Calculating the true impact of zip file entries

20 September 2019

How can we determine the impact of each entry on a zip file’s size? It seems like a trivial problem, but things quickly don’t add up.

There’s three built-in ways to read information about the contents of zip file in Java:

Mount the zip as a FileSystem using FileSystems.newFileSystem and then access its contents using Paths.
Open it with ZipInputStream for a one-shot iteration over the zip entries.
Open it with ZipFile for random access to the zip entries.

The first mechanism is extremely convenient. It allows interacting with the contents of a zip file using the same APIs as normal files. Unfortunately, by virtue of being exposed like regular files, you only have one way to check their size: Files.size(Path). This delegates to an API called BasicFileAttributes.size() which returns size of the file contents. While there is a ZipFileAttributes.compressedSize() for returning the size of the compressed contents, it’s internal to the JDK and not available for our use.

The other two mechanisms,ZipInputStream and ZipFile, both expose entries using the ZipEntry type. These being zip-centric APIs, many of the properties of the zip file format are directly available. Notably for our use case, there’s a getCompressedSize() method.

Problem solved? Not exactly…

If you sum the compressed size of all entries in a zip the result will not equal the size of the zip file. This isn’t entirely unexpected. After all, the zip file format surely requires additional metadata to track per-entry information like the relative path of each compressed file.

So if we’re looking to calculate the actual size impact of an entry on the final zip, can we do it?

Zip file format

An overview of the zip file format specification can be found on Wikipedia. It consists of a list of entries which are each defined as header followed by the compressed data (whose length is specified in the header). Finally, at the end, there is a central directory which lists all of the entries available in the file.

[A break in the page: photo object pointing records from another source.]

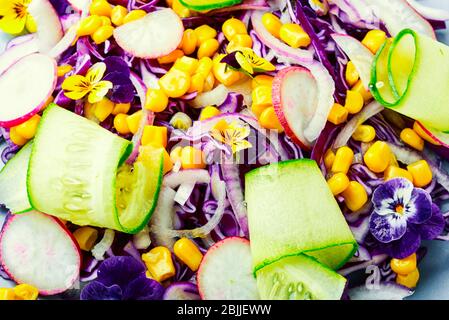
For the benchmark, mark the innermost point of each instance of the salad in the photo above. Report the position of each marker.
(221, 149)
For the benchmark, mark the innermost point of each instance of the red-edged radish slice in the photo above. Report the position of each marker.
(358, 54)
(25, 88)
(153, 36)
(49, 27)
(38, 250)
(226, 272)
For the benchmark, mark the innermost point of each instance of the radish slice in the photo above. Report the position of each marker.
(226, 272)
(18, 107)
(153, 36)
(358, 54)
(49, 27)
(38, 250)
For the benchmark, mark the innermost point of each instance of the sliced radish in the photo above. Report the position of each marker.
(153, 36)
(38, 250)
(226, 272)
(358, 54)
(25, 88)
(49, 27)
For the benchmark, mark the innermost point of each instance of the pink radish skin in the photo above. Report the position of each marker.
(20, 241)
(19, 103)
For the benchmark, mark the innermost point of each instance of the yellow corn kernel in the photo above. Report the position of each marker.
(204, 33)
(134, 15)
(421, 172)
(343, 160)
(192, 158)
(377, 157)
(404, 266)
(103, 109)
(396, 172)
(209, 112)
(16, 138)
(364, 133)
(410, 280)
(338, 114)
(329, 158)
(187, 251)
(351, 74)
(208, 48)
(374, 39)
(355, 196)
(293, 35)
(121, 123)
(175, 83)
(102, 34)
(89, 25)
(171, 57)
(86, 237)
(7, 294)
(338, 183)
(410, 137)
(133, 121)
(224, 74)
(269, 120)
(354, 102)
(156, 100)
(186, 64)
(64, 69)
(419, 130)
(118, 13)
(155, 136)
(28, 128)
(159, 263)
(100, 8)
(272, 23)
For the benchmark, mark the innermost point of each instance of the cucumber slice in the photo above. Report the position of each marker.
(292, 211)
(299, 278)
(13, 191)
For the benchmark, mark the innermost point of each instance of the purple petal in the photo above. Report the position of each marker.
(387, 228)
(97, 291)
(143, 288)
(419, 208)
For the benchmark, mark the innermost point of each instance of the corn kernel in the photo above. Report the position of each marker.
(175, 83)
(355, 196)
(187, 251)
(364, 133)
(410, 280)
(410, 137)
(159, 263)
(293, 35)
(343, 160)
(421, 172)
(374, 39)
(377, 157)
(86, 237)
(155, 136)
(208, 48)
(338, 183)
(28, 128)
(192, 158)
(156, 100)
(272, 23)
(118, 13)
(338, 114)
(404, 266)
(121, 123)
(351, 74)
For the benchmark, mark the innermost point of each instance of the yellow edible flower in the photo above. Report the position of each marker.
(77, 86)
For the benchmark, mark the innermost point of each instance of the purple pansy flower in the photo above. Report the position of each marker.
(403, 216)
(122, 278)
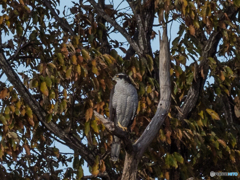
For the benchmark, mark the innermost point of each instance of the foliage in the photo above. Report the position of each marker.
(69, 75)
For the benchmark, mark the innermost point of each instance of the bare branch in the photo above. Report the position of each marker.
(71, 141)
(18, 50)
(165, 90)
(117, 26)
(116, 131)
(63, 24)
(209, 50)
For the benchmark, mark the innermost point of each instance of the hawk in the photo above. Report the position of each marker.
(122, 108)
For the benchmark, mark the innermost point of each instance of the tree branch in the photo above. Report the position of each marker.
(71, 141)
(102, 13)
(209, 50)
(165, 91)
(65, 24)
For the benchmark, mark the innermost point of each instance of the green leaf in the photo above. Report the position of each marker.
(178, 157)
(3, 120)
(44, 89)
(213, 114)
(87, 128)
(80, 173)
(94, 126)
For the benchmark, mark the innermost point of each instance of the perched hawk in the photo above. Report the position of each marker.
(122, 107)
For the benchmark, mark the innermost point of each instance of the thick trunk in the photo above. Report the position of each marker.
(130, 167)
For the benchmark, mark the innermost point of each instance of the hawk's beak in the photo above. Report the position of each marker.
(114, 78)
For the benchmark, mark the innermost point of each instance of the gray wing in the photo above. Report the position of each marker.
(129, 109)
(112, 110)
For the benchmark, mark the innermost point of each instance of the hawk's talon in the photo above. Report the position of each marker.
(123, 128)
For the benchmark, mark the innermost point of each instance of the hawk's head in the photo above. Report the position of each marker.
(121, 76)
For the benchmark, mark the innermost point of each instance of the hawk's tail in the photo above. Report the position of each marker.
(115, 151)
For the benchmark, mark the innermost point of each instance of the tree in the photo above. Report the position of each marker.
(63, 92)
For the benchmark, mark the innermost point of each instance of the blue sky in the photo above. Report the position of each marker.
(116, 36)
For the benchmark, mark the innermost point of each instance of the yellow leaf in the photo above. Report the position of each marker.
(12, 107)
(29, 112)
(95, 168)
(65, 93)
(85, 54)
(94, 126)
(8, 24)
(102, 166)
(74, 59)
(222, 142)
(171, 71)
(192, 30)
(167, 175)
(3, 120)
(68, 73)
(23, 112)
(52, 65)
(78, 69)
(1, 20)
(222, 77)
(149, 89)
(60, 58)
(89, 113)
(3, 93)
(49, 118)
(27, 149)
(94, 62)
(201, 114)
(44, 89)
(7, 110)
(237, 111)
(30, 121)
(213, 114)
(95, 70)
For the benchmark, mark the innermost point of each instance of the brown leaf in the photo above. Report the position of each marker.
(80, 59)
(213, 114)
(89, 113)
(202, 73)
(222, 77)
(192, 30)
(27, 149)
(3, 93)
(102, 166)
(30, 121)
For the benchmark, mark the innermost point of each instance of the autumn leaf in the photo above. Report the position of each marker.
(30, 121)
(192, 30)
(27, 149)
(3, 93)
(80, 173)
(87, 128)
(222, 76)
(3, 120)
(94, 126)
(102, 166)
(74, 59)
(88, 114)
(85, 54)
(44, 89)
(213, 114)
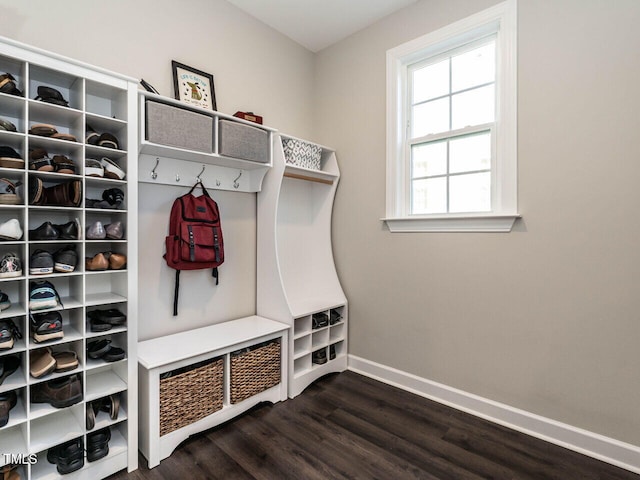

A slight tangent: Given this format, it’s pretty obvious how ZipInputStream and ZipFile work. The former simply iterates forward through the bytes reading each entry as it comes. The latter parses the central directory at the end and then jumps to the offset of whichever entry you request.

Back on our problem, ZipEntry.getCompressedSize() is only exposing the length of compressed data (pictured as the blue <data> blocks). However, the header for each entry and the record in the central directory also contribute to the overall size impact. Thus, to get the real value, we need to be able to calculate the size of those two things.

Zip entry header

The header for each entry is defined as follows:

Offset	Size	Description
0	4	Local file header signature
…	…	…
26	2	File name length (n)
28	2	Extra field length (m)
30	n	File name
30+n	m	Extra field

Here we can see that the size of the header will be a fixed 30 bytes plus the length of ZipEntry.getName() (as UTF-8 bytes) plus the length of ZipEntry.getExtra() (which returns opaque bytes).

There is also an optional trailer which can be either 12 or 16 bytes. This is only present when a specific bit in one of the fields of the header is set. Unfortunately, the field which contains the bit is not exposed in the API of ZipEntry, and so we cannot include it in the calculation. Thankfully, this seems infrequently used.

Central directory record

The central directory is a list of records for each file followed by a single end-of-directory record.

The record for each entry is defined as follows:

Offset	Size	Description
0	4	Central directory file header signature
…	…	…
42	4	Relative offset of local file header.
46	n	File name
46+n	m	Extra field
46+n+m	k	File comment

The size will be 46 bytes plus the length of ZipEntry.getName() plus the length of ZipEntry.getExtra() plus the length of ZipEntry.getComment() (as UTF-8 bytes).

The end-of-directory record is defined as follows:

Offset	Size	Description
0	4	End of central directory signature
…	…	…
20	2	Comment length (n)
22	n	Comment

Its size is 22 bytes plus the length of ZipFile.getComment() (as UTF-8) bytes. ZipInputStream, since it only iterates forward over the entries, does not expose the zip comment.

Putting it all together

With this knowledge of the zip file format we can now calculate a more accurate representation of the impact of each entry.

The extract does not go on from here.